La monnaie virtuelle Bitcoin est la preuve que les monnaies cryptées distribuées ont de l’avenir, mais ses défauts soulèvent des critiques justifiées. Il est temps de passer à l’étape suivante de la révolution monétaire pour créer un système au service de l’humain.

Quand Bitcoin a démarré en 2009, il ne s’agissait que d’un obscur projet crypto-anarchiste. Aujourd’hui Bitcoin est devenu un sujet super hype dans la communauté mondiale des utilisateurs d’internet – et même au delà. Des squats de Londres à Kreutzeberg, le quartier alternatif de Berlin, tout le monde n’utilise pas Bitcoin, mais tout le monde en parle.

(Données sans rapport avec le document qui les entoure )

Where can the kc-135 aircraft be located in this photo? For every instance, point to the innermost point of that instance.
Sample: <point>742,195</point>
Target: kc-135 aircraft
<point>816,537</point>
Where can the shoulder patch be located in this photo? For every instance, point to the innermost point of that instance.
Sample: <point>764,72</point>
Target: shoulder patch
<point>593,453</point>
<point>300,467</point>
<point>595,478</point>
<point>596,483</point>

De quoi s’agit-il ? On peut décrire Bitcoin comme une monnaie P2P chiffrée, c’est à dire un système monétaire décentralisé, distribué, qui permet d’effectuer des transactions anonymes et relativement sécurisées sans aucune autorité centrale. Au lieu d’être émise et gérée par un système bancaire opaque, les unités monétaires de Bitcoin sont créées par chaque utilisateur grâce à une logiciel open-source et des algorithmes malins qui assurent la sécurité du système contre la fraude. De cette manière, pas besoin d’autorité centralisée pour faire tourner le système : il s’auto-contrôle.

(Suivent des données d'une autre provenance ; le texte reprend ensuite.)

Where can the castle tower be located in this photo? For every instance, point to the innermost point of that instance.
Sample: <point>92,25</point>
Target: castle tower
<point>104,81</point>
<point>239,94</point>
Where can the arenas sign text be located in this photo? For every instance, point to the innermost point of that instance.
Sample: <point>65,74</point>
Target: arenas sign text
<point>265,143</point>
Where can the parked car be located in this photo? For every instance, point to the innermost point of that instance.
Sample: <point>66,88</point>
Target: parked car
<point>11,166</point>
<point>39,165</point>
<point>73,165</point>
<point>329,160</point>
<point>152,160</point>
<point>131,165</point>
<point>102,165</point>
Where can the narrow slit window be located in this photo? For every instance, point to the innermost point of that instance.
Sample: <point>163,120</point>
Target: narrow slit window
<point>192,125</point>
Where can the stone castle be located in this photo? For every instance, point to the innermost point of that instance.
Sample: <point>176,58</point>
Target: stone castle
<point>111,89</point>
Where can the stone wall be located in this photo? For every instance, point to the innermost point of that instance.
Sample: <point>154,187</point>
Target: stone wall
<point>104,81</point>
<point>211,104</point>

Si certaines rêvent que le bitcoin s’impose comme véritable alternative aux euros ou au dollar, aujourd’hui, le système demeure essentiellement utilisé pour effectuer des dons en ligne, acheter des services d’hébergement, jouer à des jeux d’argent en ligne, ou encore l’achat de stupéfiants.

bitcoin fonctionnement

Les usages demeurent donc limités, mais tout le monde s’accorde néanmoins à dire que Bitcoin est une formidable preuve de la validité du concept de monnaie P2P, du moins du point de vue technique. Beaucoup saluent aussi le fait que ce projet a réussi à ouvrir un débat important sur les défauts du système monétaire actuel. Mais Bitcoin est-il vraiment la bonne réponse ? De plus en plus d’économistes et de cyber-activistes pensent le contraire.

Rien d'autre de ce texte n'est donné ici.